As you consider the explanations returned from the service, you should keep in mind these high-level limitations. For an in-depth explanation, refer to the AI Explainability Whitepaper.
Meaning and scope of feature attributions
Consider the following when analyzing feature attributions provided by AI Explanations:
- Each attribution only shows how much the feature affected the prediction for that particular example. A single attribution might not reflect the overall behavior of the model. To understand approximate model behavior on an entire dataset, aggregate attributions over the entire dataset.
- The attributions depend entirely on the model and data used to train the model. They can only tell the patterns the model found in the data, and can't detect any fundamental relationships in the data. So, the presence or absence of a strong attribution to a certain feature doesn't mean there is or is not a relationship between that feature and the target. The attribution merely shows that the model is or is not using the feature in its predictions.
- Attributions alone cannot tell if your model is fair, unbiased, or of sound quality. Carefully evaluate your training dataset, procedure, and evaluation metrics in addition to the attributions.

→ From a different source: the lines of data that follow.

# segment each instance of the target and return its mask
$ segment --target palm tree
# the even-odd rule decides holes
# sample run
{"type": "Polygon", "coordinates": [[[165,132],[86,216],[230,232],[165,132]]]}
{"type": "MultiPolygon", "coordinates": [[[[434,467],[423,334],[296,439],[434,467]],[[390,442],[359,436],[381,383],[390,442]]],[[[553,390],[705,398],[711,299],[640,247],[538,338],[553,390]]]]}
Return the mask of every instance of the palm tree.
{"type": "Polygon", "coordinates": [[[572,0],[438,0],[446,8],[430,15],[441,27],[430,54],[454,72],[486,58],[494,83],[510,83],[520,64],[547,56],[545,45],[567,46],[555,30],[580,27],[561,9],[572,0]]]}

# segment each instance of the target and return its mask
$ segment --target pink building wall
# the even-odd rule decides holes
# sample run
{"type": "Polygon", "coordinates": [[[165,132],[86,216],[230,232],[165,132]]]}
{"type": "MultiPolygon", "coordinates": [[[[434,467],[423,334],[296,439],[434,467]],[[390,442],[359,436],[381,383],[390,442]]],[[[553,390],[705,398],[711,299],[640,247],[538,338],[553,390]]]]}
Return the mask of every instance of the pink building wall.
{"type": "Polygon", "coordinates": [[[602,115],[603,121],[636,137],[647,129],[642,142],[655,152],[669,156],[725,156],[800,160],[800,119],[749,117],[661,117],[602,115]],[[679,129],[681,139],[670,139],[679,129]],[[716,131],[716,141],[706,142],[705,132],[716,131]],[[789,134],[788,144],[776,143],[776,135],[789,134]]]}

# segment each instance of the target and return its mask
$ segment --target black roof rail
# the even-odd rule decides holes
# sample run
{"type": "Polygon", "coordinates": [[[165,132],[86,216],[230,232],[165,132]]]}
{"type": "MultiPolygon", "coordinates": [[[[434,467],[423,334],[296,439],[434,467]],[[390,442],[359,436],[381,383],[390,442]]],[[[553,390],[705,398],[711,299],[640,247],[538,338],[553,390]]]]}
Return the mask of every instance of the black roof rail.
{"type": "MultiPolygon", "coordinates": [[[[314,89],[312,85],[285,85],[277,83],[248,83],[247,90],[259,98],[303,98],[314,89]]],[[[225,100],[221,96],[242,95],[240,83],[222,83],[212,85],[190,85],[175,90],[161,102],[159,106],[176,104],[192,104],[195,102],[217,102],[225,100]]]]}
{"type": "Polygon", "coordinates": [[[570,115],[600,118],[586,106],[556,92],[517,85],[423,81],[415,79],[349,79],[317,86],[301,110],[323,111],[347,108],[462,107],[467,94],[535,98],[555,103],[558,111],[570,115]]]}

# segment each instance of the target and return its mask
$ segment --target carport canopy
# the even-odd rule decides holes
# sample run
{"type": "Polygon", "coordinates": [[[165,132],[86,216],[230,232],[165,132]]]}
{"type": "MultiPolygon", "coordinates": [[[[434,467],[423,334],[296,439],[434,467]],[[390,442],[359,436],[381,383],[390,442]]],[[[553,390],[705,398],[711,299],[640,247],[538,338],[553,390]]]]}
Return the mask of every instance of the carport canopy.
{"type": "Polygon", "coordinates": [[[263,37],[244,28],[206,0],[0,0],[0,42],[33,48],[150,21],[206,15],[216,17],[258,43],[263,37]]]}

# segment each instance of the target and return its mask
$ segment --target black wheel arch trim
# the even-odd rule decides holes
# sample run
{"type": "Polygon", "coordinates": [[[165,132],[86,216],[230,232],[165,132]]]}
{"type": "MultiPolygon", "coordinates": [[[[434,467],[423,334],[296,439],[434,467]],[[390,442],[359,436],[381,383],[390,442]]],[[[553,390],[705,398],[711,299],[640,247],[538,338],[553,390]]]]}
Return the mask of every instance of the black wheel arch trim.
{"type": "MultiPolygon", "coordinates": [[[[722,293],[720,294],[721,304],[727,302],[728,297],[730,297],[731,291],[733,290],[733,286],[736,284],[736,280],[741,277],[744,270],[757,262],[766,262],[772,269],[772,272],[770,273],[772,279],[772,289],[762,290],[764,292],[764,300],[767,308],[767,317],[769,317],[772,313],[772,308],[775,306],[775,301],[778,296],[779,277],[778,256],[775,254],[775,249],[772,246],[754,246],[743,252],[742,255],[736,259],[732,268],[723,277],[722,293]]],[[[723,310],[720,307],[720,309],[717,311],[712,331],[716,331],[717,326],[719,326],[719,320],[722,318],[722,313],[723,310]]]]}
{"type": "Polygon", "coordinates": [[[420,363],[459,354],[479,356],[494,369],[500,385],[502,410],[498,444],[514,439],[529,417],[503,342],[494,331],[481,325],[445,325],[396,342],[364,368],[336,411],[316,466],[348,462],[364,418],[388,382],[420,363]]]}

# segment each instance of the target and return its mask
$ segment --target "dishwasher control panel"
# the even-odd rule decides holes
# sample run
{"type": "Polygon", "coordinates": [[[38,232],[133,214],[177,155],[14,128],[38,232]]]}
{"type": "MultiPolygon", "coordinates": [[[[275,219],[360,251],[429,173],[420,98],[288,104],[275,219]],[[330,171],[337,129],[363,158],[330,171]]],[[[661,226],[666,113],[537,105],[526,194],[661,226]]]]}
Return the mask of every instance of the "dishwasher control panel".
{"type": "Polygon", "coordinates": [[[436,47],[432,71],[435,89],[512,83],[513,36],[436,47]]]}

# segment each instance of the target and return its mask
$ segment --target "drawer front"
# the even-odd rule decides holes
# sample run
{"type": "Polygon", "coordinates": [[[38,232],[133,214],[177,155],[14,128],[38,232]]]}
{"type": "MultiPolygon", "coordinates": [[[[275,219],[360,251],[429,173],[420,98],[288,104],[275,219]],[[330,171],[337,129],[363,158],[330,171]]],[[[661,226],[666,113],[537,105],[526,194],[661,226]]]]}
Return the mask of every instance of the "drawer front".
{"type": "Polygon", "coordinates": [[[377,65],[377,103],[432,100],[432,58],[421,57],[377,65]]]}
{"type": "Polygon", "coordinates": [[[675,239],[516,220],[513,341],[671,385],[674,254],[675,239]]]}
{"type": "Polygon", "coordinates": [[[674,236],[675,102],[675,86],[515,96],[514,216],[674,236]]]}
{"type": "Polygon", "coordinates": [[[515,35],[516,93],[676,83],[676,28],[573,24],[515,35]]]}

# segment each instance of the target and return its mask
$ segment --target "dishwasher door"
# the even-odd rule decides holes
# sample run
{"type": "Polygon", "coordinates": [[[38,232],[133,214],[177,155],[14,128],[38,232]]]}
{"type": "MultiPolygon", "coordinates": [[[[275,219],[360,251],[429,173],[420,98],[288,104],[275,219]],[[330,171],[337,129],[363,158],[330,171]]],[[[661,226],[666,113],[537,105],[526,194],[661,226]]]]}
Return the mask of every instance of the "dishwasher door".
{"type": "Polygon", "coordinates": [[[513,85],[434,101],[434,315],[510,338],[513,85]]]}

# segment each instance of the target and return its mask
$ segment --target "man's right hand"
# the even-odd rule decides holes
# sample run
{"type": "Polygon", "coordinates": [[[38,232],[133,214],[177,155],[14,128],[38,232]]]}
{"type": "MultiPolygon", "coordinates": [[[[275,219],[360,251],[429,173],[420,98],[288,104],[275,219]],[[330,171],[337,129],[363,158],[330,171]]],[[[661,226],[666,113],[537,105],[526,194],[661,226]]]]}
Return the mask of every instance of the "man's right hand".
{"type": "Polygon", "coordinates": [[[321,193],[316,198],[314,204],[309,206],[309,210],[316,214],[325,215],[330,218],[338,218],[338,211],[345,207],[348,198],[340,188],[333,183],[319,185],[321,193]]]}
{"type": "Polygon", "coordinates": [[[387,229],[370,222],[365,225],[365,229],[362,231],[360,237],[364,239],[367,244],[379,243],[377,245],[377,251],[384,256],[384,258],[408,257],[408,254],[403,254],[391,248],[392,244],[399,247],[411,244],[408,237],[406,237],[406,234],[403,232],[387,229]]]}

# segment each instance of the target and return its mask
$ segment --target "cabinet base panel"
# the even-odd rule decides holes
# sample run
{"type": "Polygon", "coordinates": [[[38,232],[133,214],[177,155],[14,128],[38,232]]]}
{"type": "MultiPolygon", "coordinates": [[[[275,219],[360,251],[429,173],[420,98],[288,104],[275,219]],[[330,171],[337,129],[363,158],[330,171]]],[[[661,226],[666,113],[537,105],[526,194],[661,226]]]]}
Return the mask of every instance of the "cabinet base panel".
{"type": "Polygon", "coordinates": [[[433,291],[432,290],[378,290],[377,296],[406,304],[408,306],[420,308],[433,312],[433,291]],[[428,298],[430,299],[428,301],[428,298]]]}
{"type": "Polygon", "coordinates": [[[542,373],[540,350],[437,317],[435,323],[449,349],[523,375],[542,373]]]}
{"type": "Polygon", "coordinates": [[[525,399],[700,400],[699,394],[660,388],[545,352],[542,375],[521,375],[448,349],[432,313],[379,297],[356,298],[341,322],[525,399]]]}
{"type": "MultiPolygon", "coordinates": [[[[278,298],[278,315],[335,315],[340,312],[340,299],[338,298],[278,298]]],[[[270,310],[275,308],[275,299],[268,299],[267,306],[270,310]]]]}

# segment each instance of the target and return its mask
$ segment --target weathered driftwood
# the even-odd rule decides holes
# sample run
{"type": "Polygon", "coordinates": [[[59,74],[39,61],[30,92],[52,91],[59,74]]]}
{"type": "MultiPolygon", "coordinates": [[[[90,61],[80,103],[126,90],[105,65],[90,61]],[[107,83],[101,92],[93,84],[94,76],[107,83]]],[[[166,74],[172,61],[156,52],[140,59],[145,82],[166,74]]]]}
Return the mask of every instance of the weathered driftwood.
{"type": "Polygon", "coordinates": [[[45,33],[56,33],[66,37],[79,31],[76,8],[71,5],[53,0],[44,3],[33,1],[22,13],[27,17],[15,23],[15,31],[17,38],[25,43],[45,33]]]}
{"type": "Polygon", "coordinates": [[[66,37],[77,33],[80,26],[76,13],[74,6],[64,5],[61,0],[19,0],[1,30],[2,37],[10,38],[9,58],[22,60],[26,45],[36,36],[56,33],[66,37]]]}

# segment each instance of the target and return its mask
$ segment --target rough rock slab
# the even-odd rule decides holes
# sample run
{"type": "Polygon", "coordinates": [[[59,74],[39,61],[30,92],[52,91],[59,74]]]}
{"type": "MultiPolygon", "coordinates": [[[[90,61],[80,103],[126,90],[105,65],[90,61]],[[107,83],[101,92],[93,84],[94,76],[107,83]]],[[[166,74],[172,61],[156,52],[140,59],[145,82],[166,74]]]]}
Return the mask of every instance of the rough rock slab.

Improving feature attributions
The following factors have the highest impact on feature attributions:
The attribution methods approximate the Shapley value. You can increase the precision of the approximation by:
- Increasing the number of integral steps for the integrated gradients or XRAI methods.
- Increasing the number of integral paths for the sampled Shapley method.
As a result, the attributions could change dramatically.
The attributions only express how much the feature affected the change in prediction value, relative to the baseline value. Take care to choose a meaningful baseline, relevant to the question you're asking of the model. Attribution values and their interpretation might change significantly as you switch baselines.
For integrated gradients and XRAI, using two baselines can improve your results. For example, you can specify baselines that represent an entirely black image and an entirely white image.
Limitations for image data
The two attribution methods that support image data are integrated gradients and XRAI.
Integrated gradients is a pixel-based attribution method that highlights important areas in the image regardless of contrast, making this method ideal for non-natural images such as X-rays. However, the granular output can make it difficult to assess the relative importance of areas. The default output highlights areas in the image that have high positive attributions by drawing outlines, but these outlines are not ranked and may span across objects.
XRAI works best on natural, higher-contrast images containing multiple objects. Because this method produces region-based attributions, it produces a smoother, more human-readable heatmap of regions that are most salient for a given image classification.
Currently, XRAI does not work well on the following types of image input:
- Low-contrast images that are all one shade, such as X-rays.
- Very tall or very wide images, such as panoramas.
- Very large images, which may slow down overall runtime.